Quality-Aware Streaming and Scheduling for Device-to-Device Video Delivery

On-demand video streaming is becoming a killer application for wireless networks. Recent information-theoretic results have shown that a combination of caching on the users' devices and device-to-device (D2D) communications yields throughput scalability for very dense networks, which represent critical bottlenecks for conventional cellular and wireless local area network (WLAN) technologies. In this paper, we consider the implementation of such caching D2D systems where each device pre-caches a subset of video files from a library, and users requesting a file that is not already in their library obtain it from neighboring devices through D2D communication.
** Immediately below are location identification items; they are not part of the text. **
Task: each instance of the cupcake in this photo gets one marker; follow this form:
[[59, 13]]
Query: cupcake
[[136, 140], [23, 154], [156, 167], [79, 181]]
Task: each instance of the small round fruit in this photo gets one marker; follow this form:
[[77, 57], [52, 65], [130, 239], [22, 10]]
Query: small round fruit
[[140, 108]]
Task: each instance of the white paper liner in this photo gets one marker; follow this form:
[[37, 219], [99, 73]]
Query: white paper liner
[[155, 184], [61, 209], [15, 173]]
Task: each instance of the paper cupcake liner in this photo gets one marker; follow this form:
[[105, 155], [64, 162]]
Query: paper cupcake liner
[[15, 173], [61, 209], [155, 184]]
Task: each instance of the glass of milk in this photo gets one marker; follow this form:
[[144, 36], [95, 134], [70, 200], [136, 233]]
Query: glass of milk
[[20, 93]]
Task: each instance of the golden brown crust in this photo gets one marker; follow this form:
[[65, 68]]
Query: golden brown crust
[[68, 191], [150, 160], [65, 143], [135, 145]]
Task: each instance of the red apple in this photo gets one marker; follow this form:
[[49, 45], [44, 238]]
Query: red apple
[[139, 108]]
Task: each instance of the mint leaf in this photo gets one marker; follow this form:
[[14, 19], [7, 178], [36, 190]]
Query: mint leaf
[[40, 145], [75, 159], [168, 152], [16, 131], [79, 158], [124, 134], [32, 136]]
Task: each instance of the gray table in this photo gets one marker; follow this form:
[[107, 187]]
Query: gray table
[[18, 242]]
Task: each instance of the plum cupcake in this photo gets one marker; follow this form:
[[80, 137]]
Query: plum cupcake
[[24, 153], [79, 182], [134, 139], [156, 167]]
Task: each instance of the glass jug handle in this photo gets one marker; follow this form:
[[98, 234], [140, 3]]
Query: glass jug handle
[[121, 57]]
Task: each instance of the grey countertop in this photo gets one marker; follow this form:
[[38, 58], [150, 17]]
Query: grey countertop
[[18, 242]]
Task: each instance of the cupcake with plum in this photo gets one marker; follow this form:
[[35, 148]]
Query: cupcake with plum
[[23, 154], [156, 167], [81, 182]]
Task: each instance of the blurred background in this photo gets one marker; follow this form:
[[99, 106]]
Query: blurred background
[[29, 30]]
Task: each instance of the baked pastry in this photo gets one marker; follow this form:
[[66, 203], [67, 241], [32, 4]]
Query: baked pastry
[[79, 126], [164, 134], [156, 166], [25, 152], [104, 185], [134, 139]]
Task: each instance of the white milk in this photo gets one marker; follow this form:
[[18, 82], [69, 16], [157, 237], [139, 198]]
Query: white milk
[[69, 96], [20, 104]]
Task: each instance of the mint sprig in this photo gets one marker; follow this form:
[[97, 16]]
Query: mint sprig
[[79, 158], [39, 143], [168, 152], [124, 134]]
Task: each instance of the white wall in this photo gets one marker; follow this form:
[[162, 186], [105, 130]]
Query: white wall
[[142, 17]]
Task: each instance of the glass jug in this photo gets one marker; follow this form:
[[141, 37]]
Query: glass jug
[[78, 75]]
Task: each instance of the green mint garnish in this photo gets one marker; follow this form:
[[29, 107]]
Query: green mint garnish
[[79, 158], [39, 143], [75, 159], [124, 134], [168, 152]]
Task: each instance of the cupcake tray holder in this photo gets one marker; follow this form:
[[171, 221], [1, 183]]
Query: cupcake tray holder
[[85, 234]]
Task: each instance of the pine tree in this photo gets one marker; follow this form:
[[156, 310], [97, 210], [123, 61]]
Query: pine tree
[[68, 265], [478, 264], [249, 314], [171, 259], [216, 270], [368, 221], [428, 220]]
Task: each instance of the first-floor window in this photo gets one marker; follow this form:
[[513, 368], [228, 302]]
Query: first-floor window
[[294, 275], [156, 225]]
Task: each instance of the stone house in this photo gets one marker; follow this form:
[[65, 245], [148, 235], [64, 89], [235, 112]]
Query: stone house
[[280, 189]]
We develop centralized and distributed algorithms for the delivery phase, encompassing a link scheduling and a streaming component. The centralized scheduling is based on the max-weighted independent set (MWIS) principle and uses message-passing to determine max-weight independent sets. The distributed scheduling is based on a variant of the FlashLinQ link scheduling algorithm, enhanced by introducing video-streaming specific weights. In both cases, the streaming component is based on a quality-aware stochastic optimization approach, reminiscent of current Dynamic Adaptive Streaming over HTTP (DASH) technology, for which users sequentially request video chunks by choosing adaptively their quality level. The streaming and the scheduling components are coupled by the length of the users' request queues. Through extensive system simulation, the proposed approaches are shown to provide sizeable gains with respect to baseline schemes formed by the concatenation of off-the-shelf FlashLinQ with proportional fair link scheduling and DASH at the application layer.